Cette histoire mythique, encore trop souvent répétée aujourd’hui, a été exploitée en tant que savoir institué par la plupart des théologiens, penseurs, hommes politiques, éducateurs et médecins du passé. Quelles qu’en soient la forme et l’expression, elle s’alimente à tout un ensemble de cosmogonies, de mythes, de représentations et de pratiques qui répondent à une volonté de légitimer la division et la hiérarchie entre les sexes et aussi à la peur de voir disparaître des espaces, des positions et des privilèges traditionnellement réservés aux hommes.
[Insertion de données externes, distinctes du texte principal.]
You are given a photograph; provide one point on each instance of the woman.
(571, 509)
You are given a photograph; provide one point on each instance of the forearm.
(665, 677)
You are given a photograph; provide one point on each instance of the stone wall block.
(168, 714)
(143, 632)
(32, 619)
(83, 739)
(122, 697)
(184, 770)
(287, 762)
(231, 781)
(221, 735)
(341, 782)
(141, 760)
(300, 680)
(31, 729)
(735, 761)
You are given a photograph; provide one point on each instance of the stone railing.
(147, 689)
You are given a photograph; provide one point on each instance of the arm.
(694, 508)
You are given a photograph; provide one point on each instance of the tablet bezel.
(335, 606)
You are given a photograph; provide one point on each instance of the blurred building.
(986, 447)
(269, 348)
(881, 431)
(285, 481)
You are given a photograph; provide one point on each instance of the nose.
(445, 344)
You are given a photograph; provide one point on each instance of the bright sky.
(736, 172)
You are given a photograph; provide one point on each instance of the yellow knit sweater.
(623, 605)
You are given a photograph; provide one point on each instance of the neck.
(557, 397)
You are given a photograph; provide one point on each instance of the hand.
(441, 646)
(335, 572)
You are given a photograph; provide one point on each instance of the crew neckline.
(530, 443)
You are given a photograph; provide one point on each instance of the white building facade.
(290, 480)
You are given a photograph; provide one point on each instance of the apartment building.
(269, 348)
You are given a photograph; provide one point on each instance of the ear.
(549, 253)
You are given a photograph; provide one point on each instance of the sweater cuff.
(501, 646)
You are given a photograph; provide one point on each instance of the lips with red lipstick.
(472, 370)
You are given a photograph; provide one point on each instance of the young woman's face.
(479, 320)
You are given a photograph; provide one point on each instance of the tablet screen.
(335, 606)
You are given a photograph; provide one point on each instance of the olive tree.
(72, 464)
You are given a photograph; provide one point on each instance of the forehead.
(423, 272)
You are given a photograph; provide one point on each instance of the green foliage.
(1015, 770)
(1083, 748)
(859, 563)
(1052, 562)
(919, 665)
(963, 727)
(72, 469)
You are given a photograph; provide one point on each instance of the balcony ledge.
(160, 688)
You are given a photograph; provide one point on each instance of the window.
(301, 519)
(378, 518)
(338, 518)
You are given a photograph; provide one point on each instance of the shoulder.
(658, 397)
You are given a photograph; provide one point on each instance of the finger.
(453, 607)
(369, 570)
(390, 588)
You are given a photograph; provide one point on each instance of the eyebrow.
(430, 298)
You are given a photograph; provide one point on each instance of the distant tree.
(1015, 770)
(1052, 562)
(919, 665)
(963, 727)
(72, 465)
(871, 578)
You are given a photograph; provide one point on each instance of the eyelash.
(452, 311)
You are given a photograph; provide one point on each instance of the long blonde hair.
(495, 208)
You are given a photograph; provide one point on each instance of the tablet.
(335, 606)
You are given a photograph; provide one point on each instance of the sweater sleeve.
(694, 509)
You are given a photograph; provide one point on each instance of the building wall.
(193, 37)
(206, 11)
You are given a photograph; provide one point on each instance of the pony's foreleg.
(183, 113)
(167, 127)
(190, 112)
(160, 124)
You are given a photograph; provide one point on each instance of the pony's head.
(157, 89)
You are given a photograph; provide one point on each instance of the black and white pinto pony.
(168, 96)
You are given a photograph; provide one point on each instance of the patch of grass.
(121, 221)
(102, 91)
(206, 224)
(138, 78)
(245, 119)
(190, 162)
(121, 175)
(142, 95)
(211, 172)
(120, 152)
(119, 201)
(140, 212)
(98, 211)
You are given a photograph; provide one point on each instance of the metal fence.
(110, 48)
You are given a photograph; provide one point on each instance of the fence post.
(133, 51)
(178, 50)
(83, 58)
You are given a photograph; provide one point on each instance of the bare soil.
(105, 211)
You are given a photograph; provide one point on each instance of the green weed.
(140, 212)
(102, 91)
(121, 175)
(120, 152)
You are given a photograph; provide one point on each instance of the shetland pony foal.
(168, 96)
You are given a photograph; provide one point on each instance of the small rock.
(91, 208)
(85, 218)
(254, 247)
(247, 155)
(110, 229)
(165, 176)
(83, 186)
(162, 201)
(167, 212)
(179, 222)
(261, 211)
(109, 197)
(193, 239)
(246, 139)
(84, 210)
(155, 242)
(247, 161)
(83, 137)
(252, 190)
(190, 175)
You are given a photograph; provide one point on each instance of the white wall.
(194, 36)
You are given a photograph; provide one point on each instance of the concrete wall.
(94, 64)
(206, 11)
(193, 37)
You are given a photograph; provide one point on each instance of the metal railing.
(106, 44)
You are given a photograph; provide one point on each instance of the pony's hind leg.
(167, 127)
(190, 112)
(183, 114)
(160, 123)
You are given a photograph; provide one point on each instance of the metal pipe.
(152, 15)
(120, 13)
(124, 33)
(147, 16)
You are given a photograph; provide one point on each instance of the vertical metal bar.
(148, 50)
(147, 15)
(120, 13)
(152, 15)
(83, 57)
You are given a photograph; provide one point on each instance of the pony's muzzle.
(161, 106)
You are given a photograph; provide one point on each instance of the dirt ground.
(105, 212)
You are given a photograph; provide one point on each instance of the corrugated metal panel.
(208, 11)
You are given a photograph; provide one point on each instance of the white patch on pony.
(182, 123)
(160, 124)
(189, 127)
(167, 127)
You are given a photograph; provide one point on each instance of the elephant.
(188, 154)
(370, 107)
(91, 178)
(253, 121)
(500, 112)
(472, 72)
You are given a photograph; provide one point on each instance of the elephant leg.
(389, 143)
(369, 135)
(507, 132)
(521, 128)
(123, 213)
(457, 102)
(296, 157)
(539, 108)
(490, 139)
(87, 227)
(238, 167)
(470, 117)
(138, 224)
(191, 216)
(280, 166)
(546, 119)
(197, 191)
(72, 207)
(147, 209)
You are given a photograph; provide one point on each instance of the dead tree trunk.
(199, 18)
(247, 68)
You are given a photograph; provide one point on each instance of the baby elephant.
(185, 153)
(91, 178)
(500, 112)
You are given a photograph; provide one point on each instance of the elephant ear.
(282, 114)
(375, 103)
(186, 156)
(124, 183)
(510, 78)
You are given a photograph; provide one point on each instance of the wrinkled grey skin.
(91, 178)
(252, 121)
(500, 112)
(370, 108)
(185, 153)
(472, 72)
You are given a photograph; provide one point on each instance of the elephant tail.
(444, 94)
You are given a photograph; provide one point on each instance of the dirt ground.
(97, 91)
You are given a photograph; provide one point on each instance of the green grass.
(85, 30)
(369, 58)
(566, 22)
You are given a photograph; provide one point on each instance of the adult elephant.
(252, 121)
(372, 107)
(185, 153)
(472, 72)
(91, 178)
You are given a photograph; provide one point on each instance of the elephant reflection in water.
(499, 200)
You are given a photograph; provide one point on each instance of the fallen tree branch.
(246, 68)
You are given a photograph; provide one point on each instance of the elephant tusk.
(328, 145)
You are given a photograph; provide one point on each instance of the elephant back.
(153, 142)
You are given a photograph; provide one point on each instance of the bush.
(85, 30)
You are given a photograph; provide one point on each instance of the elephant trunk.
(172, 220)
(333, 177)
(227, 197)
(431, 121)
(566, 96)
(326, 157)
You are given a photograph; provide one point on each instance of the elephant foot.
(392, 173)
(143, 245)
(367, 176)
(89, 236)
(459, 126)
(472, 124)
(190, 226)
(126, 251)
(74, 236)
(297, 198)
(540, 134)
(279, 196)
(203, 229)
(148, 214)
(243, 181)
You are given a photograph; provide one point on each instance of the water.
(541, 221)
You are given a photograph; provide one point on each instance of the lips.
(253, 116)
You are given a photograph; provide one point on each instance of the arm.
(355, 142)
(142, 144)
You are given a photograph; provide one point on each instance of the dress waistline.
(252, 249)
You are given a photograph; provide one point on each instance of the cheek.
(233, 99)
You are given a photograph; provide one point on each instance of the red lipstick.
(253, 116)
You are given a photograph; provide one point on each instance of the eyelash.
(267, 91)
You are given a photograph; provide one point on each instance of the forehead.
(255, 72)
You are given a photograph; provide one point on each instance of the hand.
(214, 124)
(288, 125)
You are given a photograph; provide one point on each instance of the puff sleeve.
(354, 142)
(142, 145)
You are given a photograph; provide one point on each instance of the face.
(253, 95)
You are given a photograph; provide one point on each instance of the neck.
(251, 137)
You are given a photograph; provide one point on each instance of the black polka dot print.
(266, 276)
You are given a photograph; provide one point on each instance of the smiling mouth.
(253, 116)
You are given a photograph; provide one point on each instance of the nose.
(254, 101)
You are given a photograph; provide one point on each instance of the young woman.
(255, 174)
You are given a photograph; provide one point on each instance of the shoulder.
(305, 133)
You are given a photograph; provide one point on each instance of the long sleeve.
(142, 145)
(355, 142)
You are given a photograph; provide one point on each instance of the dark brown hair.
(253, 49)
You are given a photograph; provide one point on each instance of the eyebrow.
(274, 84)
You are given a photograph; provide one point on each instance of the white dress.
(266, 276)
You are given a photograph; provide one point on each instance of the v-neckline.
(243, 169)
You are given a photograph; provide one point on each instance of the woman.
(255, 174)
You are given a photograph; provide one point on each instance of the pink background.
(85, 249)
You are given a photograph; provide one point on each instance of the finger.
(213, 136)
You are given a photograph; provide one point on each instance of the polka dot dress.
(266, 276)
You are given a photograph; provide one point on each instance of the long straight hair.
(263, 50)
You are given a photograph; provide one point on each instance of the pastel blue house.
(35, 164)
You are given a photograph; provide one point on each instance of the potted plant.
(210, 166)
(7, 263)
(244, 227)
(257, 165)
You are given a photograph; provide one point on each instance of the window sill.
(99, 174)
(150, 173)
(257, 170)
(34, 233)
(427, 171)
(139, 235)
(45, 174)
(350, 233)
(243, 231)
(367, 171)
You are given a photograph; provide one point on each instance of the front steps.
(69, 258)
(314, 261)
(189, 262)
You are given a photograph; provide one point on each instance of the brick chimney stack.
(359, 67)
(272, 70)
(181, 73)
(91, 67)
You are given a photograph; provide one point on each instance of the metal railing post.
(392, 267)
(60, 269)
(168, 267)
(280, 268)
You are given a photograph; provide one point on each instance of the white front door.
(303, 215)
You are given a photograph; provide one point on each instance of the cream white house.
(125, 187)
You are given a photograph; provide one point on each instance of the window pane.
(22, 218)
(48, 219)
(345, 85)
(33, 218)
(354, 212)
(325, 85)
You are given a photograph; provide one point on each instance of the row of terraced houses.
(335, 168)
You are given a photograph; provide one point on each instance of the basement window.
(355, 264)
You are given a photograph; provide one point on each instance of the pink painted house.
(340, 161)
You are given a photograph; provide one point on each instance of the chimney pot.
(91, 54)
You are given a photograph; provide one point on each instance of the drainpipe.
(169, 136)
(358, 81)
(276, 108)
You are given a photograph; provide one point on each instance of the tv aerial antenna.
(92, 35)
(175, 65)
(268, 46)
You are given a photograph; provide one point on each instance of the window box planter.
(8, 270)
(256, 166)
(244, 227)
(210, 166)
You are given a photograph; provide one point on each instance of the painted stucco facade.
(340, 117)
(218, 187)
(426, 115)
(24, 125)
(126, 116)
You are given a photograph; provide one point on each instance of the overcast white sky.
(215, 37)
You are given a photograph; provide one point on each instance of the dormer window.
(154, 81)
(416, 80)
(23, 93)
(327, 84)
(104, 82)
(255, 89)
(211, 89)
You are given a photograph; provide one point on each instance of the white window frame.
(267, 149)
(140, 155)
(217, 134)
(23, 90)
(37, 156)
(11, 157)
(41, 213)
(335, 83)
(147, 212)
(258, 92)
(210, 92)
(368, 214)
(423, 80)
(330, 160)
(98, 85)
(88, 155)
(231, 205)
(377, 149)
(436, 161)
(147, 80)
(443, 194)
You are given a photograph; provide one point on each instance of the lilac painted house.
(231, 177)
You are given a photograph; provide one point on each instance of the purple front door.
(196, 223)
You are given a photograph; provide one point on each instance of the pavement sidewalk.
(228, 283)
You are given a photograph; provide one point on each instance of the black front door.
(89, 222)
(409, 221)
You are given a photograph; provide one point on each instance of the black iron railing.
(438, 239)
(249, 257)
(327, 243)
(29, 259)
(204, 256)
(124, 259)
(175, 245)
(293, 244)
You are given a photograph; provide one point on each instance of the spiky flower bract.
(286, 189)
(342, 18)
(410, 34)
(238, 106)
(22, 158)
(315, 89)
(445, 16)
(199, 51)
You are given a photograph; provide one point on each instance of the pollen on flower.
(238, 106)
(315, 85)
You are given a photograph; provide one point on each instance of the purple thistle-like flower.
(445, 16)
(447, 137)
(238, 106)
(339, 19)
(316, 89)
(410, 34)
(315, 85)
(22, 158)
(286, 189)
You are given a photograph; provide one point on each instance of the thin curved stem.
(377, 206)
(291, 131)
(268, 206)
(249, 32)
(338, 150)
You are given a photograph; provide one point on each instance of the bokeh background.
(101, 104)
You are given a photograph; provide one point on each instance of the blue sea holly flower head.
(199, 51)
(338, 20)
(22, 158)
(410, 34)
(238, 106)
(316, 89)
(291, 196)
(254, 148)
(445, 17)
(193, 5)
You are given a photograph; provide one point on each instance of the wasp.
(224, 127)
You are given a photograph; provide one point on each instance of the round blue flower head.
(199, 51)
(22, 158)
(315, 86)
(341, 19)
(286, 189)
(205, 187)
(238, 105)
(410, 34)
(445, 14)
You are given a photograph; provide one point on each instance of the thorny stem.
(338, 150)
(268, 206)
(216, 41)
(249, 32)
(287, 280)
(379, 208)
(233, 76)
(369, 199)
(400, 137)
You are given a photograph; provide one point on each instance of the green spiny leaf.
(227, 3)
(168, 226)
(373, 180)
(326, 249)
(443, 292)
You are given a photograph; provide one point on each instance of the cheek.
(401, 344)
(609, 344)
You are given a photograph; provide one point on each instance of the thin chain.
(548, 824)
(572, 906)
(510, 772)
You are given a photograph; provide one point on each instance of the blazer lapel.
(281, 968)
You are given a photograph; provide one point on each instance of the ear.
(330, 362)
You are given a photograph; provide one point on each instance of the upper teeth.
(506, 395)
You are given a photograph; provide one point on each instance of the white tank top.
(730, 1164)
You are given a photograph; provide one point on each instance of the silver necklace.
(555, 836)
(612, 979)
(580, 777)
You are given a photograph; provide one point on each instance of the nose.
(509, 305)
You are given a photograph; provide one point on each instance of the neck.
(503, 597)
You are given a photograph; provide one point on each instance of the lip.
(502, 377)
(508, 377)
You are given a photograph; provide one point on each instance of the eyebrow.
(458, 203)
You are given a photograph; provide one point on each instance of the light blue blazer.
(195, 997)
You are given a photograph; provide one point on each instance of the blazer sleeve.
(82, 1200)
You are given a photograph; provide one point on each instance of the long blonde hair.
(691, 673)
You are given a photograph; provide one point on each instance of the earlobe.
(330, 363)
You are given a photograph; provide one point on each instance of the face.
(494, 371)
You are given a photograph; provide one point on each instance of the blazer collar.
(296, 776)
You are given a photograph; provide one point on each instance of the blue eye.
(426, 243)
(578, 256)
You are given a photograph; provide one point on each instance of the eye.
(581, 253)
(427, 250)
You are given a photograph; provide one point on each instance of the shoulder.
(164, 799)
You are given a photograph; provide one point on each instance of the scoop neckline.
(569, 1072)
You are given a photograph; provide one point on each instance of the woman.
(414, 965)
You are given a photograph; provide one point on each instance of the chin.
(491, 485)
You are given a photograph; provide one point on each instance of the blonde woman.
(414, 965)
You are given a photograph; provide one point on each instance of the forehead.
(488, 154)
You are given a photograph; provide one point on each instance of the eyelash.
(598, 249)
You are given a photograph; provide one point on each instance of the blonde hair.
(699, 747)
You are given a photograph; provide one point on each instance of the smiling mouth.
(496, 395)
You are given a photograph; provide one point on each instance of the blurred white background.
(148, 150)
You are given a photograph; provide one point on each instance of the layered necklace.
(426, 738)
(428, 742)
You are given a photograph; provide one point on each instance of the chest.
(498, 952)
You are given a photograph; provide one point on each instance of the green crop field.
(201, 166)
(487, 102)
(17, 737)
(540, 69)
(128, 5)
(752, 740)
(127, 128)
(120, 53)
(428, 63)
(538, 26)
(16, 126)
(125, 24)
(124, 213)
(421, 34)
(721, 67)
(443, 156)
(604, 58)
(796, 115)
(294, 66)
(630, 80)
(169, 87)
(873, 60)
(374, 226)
Sa mise en scène continue de servir une représentation « essentialiste » des femmes pour soutirer une conformité aux diktats idéologiques de l’ordre patriarcal. Elle les gomme, les invente ou les fantasme autour de grands cas de figures qui non seulement maquillent et dénaturent l’expérience des femmes à travers l’histoire, mais encore travestissent leur présence et leurs expériences en « danger public » pour récuser l’égalité des sexes. Or, les conceptions, stéréotypes et explications tributaires de ce lourd héritage induisent et étayent encore l’argumentaire sexiste actuel et posent la division sociale des sexes comme une nécessité (Carfatan 2002) pour préserver l’équilibre social. Le présent texte s’inscrit dans la continuité de cette hypothèse. J’y rappelle, dans un premier temps, les grands archétypes de la femme qui appartiennent à l’inconscient collectif de la tradition patriarcale. Dans un second temps, j’illustre comment ces archétypes continuent encore de nos jours d’influencer les représentations sociales des femmes et tissent la trame de fond de la contre-offensive antiféministe actuelle.

Les archétypes féminins

J’emprunte à Alicia Seneviratne et à Laura Gamboni (1997) les quatre dénominations employées pour désigner les grands archétypes autour desquels se sont construites un « prêt-à-penser » concernant les femmes[2]. La première, et probablement l’image la plus persistante, du moins au sein des représentations entretenues par les grandes religions monothéistes de ce monde, est celle de la « femme diabolique ». Cette « femelle » est désignée comme unique responsable de la chute de l’humanité et symbole du péché de la chair coupable et de la mort. Tantôt sorcière aux pouvoirs occultes, tantôt séductrice aux charmes irrésistibles et trompeurs, elle est considérée comme suppôt de Satan. « L’Homme, écrivait Jean Delumeau (1983)[3], a cherché un responsable à sa souffrance, à l’échec, à la disparition du paradis terrestre, et il a trouvé la femme. Comment ne pas redouter un être qui n’est jamais si dangereux que lorsqu’il sourit ? » Jugée transgressive « par nature », la femme menace les structures patriarcales, surtout lorsqu’elle revendique son indépendance, et cherche, à travers ses compétences, ses savoirs et sa prétendue puissance destructrice, à se dérober au rôle qui lui est assigné par les normes et lois patriarcales. D’autant que, « perverse », elle est une force du mal toute-puissante devant laquelle les hommes deviennent serviles et sans moyen de résistance en raison des « caprices de leur sexe », puisqu’ils ne seraient pas en contrôle de leurs pulsions sexuelles (David 2001). Pour résister à la tentation, le culte catholique glorifie et exalte un modèle inatteignable de la femme mère dépouillée de toute sexualité, celui de Marie, vierge et mère, « tout amour et sacrifice » (Bard 1999 : 42), image inversée d’Ève la maléfique, et l’Islam incite au voilement des femmes, antidotes fondés l’un et l’autre, comme le souligne Alice Cherki (1998 : 178), sur le « déni du féminin », « l’évitement de la sexualité masculine » et, ajouterions-nous, une définition univoque du destin féminin. Ce sont possiblement des relents d’une telle image qui inspirent encore à l’heure actuelle les quelques hommes québécois qui n’hésitent pas à parler de « complot féministe » ou encore de « féministes castratrices ».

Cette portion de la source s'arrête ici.